Michael Druzinsky, a composer, sends along a link to an interesting review by Martin Kettle in The Guardian that explores why classical music's history, which spans hundreds of years, suddenly ended fifty years ago. (Turnadot premiered in 1924; since then, no opera has lasted in the repertoire. Aaron Copland and Olivier Messiaen died in the 90's, Shostakovitch and Britten have been dead 30 years.)
The audience that mattered to modernists (even the many who saw themselves as socialists) ceased to be the general public and increasingly became other composers and the intellectual, often university-based, establishment that claimed to validate the new music, not least through its influence over state patronage. Any failure of the music to become popular was ascribed not to the composer's lack of communication but the public's lack of understanding.

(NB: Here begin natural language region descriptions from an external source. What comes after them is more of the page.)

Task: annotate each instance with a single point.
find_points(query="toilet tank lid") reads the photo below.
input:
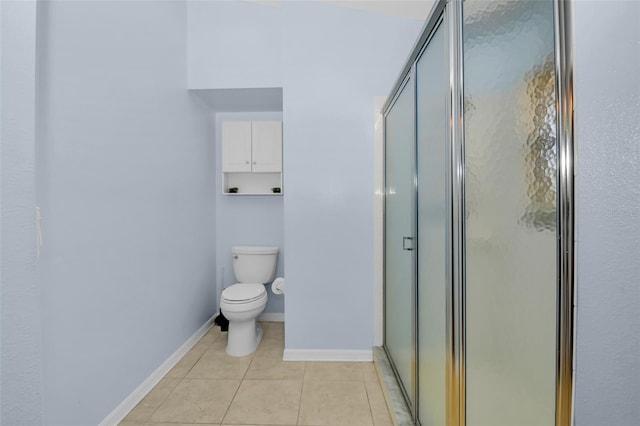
(254, 250)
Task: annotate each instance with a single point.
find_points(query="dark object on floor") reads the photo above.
(222, 322)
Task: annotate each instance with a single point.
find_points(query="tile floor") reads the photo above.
(208, 387)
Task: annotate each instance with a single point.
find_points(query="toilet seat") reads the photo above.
(243, 293)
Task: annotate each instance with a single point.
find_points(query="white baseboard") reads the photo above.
(145, 387)
(327, 355)
(271, 317)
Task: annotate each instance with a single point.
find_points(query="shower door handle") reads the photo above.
(407, 243)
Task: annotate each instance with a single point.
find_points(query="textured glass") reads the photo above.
(399, 219)
(510, 222)
(432, 230)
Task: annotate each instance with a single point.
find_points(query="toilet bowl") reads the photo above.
(244, 301)
(241, 304)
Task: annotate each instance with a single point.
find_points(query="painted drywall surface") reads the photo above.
(126, 181)
(251, 220)
(234, 44)
(21, 358)
(607, 94)
(335, 62)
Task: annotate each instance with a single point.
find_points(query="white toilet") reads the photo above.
(242, 302)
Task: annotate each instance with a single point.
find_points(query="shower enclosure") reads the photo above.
(479, 217)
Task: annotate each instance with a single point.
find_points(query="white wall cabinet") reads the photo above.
(252, 157)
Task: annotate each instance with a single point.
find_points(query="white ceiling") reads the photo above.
(411, 9)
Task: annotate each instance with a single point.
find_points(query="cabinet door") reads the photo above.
(266, 146)
(236, 146)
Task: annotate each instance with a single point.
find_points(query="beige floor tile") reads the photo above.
(334, 403)
(273, 330)
(272, 368)
(271, 402)
(145, 408)
(378, 405)
(197, 401)
(326, 371)
(270, 349)
(369, 371)
(216, 364)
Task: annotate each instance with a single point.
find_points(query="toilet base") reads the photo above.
(243, 337)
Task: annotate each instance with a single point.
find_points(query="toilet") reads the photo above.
(241, 303)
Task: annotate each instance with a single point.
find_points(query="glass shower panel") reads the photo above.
(433, 241)
(399, 231)
(510, 212)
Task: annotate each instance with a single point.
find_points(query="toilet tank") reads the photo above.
(254, 264)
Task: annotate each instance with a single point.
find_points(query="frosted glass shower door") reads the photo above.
(399, 233)
(433, 231)
(510, 213)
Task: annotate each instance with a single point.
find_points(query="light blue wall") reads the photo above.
(247, 220)
(332, 63)
(126, 173)
(335, 61)
(21, 359)
(234, 44)
(607, 99)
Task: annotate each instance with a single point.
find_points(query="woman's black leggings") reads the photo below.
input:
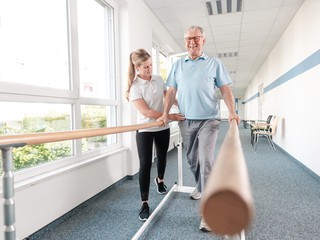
(145, 142)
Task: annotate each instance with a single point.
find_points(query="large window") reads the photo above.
(57, 73)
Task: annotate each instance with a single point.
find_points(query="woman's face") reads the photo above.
(145, 69)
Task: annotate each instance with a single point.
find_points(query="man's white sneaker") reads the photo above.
(195, 195)
(204, 226)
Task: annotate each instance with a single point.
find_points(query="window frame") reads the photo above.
(16, 92)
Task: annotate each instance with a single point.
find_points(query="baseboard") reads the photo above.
(301, 165)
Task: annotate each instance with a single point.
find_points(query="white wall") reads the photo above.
(297, 100)
(41, 201)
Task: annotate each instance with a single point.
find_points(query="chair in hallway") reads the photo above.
(267, 132)
(259, 125)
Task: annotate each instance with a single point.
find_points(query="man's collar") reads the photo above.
(203, 57)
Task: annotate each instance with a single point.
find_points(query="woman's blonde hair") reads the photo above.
(137, 57)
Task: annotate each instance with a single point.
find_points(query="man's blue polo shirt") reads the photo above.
(196, 82)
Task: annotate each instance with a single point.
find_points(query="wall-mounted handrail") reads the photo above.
(227, 204)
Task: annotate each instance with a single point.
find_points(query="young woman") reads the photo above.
(147, 92)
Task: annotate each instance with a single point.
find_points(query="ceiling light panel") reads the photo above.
(217, 7)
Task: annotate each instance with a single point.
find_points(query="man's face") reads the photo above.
(194, 42)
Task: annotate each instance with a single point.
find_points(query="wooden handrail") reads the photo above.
(46, 137)
(227, 204)
(8, 142)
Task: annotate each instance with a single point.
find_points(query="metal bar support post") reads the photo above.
(8, 193)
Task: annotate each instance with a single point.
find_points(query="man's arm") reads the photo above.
(229, 101)
(169, 101)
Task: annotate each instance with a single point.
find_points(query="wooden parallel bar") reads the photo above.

Anja Rau, on reading a critique of net art in Die Zeit, worries that too many of today's hyperfictiions "are children of their time: self-reflective, plotless, formal."
But, much as I hate to say this, there's some truth here. Where's the hyperfiction that's really keeling me over? There's Donna Leishman's phd-project, Deviant: The Possession of Christian Shaw. There is Of Day, of Night, forthcoming from Eastgate Systems. But i haven't been thrilled or provoked into thought lately. And that's especially true for computer games.